We do things smarter, using an unprecedented amount of primary-sourced and augmented audio data and some other proprietary techniques to effectively shrink our models to boost their efficiency.
Looking ahead to give sound context
We are tackling two main contextual awareness issues in our research. We have designed powerful machine learning models with low computational complexity, which are capable of understanding acoustic and temporal audio activities. In addition to other areas of research, our customised LSTM network and Temporal Resolution Scaling are both stepping stones to tackling this problem.
And with our Acoustically Smart Temporal Augmentation (ASTA) technique we are also utilizing our large audio datasets to teach our models the underlying significance of these activities, helping them understand sound events and scenes and the broader context that they appear in.
Let’s explore all these solutions now.
Firstly, we have developed a new variant of LSTMs, which we call Look-Ahead LSTMs (LA-LSTMs). LA-LSTMs are a LSTM architecture and training method which aim at preserving the capability that bi-directional LSTMs have to exploit future information into their predictions, but at a much lower computational cost.
Second, we have also developed a method called Temporal Resolution Scaling (TRS), which we use to construct deep LSTM networks without increasing the computational complexity. In a similar fashion to image processing techniques using Wavelets, various levels can operate at various appropriate temporal resolutions, providing us with better modelling of long-term sequential data.
Third, and finally, LA-LSTMs also use a special form of data augmentation, allowing us to fully capitalise on our wealth of existing acoustic data for the purposes of understanding long-term audio activities. Indeed, ASTA helps us create acoustically and temporally correct occurrences of data. This approach goes beyond many traditional augmentation methods, which artificially distort the sound data for different environments. In addition to acoustic augmentation, we augment the context occurrences, or in other terms the order and time spacing in which things happen, in a way that is field-realistic, before training our LA-LSTMs on the acoustically and temporally augmented data.
How will sound-based context recognition impact our lives?
Machine learning models and DNN architectures that can model over longer periods of time are exciting and will play a key part in building this longer-term contextual understanding into future consumer products as wide-ranging as smart speakers, video doorbells, smartphones, earbuds and cars.
Novel techniques such as LA-LSTMs, TRS and ASTA are important steps in the right direction as we build technologies that can not only hear the world around us, but fully understand it.

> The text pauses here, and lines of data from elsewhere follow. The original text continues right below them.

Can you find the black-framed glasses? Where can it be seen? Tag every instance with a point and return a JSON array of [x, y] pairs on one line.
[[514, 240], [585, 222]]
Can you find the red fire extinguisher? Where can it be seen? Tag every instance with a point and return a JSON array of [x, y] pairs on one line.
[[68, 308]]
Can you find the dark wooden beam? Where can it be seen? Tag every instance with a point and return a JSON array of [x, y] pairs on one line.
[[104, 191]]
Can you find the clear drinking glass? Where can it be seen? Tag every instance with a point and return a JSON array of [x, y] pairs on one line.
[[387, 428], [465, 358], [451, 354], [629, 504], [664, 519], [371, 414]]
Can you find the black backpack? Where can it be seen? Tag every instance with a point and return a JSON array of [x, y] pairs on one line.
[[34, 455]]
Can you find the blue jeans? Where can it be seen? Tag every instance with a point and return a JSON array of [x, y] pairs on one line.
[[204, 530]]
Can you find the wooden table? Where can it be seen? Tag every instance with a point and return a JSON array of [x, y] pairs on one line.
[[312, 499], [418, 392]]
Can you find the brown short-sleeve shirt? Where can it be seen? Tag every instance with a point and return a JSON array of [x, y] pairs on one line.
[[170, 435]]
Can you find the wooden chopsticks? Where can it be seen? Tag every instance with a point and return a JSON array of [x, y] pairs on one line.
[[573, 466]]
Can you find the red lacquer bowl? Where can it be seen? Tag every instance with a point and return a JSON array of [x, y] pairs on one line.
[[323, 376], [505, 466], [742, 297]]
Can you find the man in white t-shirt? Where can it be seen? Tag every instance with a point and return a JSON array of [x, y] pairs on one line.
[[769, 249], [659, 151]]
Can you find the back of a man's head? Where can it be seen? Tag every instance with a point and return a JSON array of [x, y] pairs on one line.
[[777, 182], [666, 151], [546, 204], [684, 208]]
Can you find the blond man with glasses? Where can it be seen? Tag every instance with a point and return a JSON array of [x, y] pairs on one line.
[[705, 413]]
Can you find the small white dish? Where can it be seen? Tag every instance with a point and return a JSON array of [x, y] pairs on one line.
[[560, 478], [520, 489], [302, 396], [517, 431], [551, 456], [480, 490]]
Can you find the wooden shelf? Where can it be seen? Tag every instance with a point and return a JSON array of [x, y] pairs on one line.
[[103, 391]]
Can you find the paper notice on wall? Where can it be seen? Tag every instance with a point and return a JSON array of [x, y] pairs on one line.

These exciting developments are also just one piece of a very complex puzzle. Our research takes place on a multitude of fronts and delivers compact tinyML models to enable cloudless AI on all manner of devices and create a multi-class model that recognises more than 50 sounds and scenes for an even broader sense of hearing.
We are building the foundational technology for short-, medium- and long-term contextual awareness across a range of audio events and scenes. In doing so, products that utilise our technology will understand sound over relatively long periods of time, fuelling unprecedented innovation in both voice assistants and wider consumer technologies.
By building context into our Second Generation Sound Recognition, we can create the next wave of intelligent products, unlocking a vast range of innovative solutions to flood the market (not your kitchen).